What types of systems have to “scale up” rather than “scale out”?

I primarily work with an application that has zero horizontal scaling potential. Even though it runs on Linux, the application, data structures and I/O requirements force me to "scale up" onto progressively larger systems in order to accommodate increased user workloads.

Many legacy line-of-business and transactional applications have these types of constraints. It's one reason I stress that the industry focus on cloud solutions and DevOps-driven web-scale architectures ignores a good percentage of the computing world.

Unfortunately, the scale-up systems I describe are really unsexy, so the industry tends to ignore their value or deemphasize the skills needed to address large, critical systems (e.g. cattle versus pets).


From a developer perspective I can say that nearly every traditional mainstream database engine out there can only scale up and scaling out is very much an after thought.

In recent years with the need for greater scalability and highly available systems there have been efforts to make existing databases scale out. But because the designs are hindered by legacy code, it's very much just bolted on rather than fundamental to the design. You'll encounter this if try to scale most of the well known database engines. Adding slave servers can be quite difficult to set up and you'll notice that it comes with significant limitations, some of which may require re-jigging your database tables.
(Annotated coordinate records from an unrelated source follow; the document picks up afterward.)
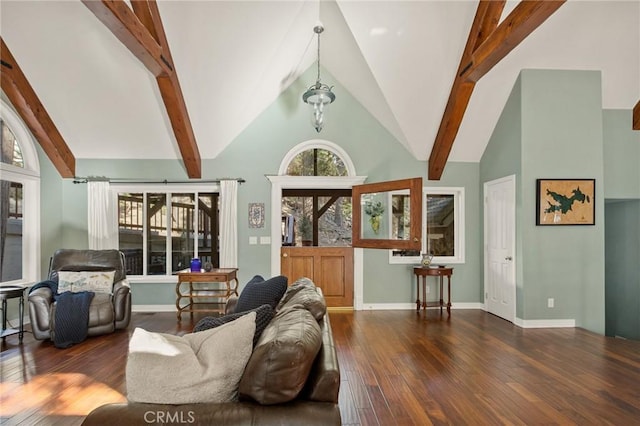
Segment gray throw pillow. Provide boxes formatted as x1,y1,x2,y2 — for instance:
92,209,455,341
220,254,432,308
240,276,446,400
193,304,275,346
236,275,288,312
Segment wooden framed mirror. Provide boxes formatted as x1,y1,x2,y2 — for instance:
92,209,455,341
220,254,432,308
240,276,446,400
351,178,422,251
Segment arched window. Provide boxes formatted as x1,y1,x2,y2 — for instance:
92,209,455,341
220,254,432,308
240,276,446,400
0,101,40,283
287,148,348,176
280,140,355,246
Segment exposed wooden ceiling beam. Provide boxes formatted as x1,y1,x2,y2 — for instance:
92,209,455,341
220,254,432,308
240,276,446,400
0,37,76,178
463,0,566,82
82,0,172,76
428,0,566,180
131,0,202,178
82,0,202,179
428,0,506,180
For example, most of them are master/(multi-)slave rather than multi-master designs. In other words, you might just have an entire server just sitting there and not able to process queries. Some do, but with limitations... e.g. read only multi-slave design. So you might have one server that takes writes and all the others provide read-only data. You'll notice when you set these systems up it's not always a straight forward process and difficult to get working well. It feels very much a bolt on addition in many cases.

On the other hand, there are some newer database engines being developed with concurrency and multi-master design from the beginning. NOSQL and NewSQL are the new design class.

So it would seem the best way to get better performance from a traditional SQL server is scale up! While with NOSQL & NewSQL it's both scale up & scale out.

The reason traditional RDBMS systems are tightly coupled is because they all need a consistent view of the same data. When you have multiple servers accepting updates to the same data from different clients, which one do you trust? Any method that attempts to ensure that the data is consistent through some sort of locking mechanism requires cooperation from other servers that either hurts performance or affects data quality in that any data read from a client might be out of date. And the servers need to decide among themselves which data is most recent when writing to the same record. As you can see it's a complex problem made more complex by the fact that the workload is spread across servers and not just among processes or threads where access to the data is still quite fast.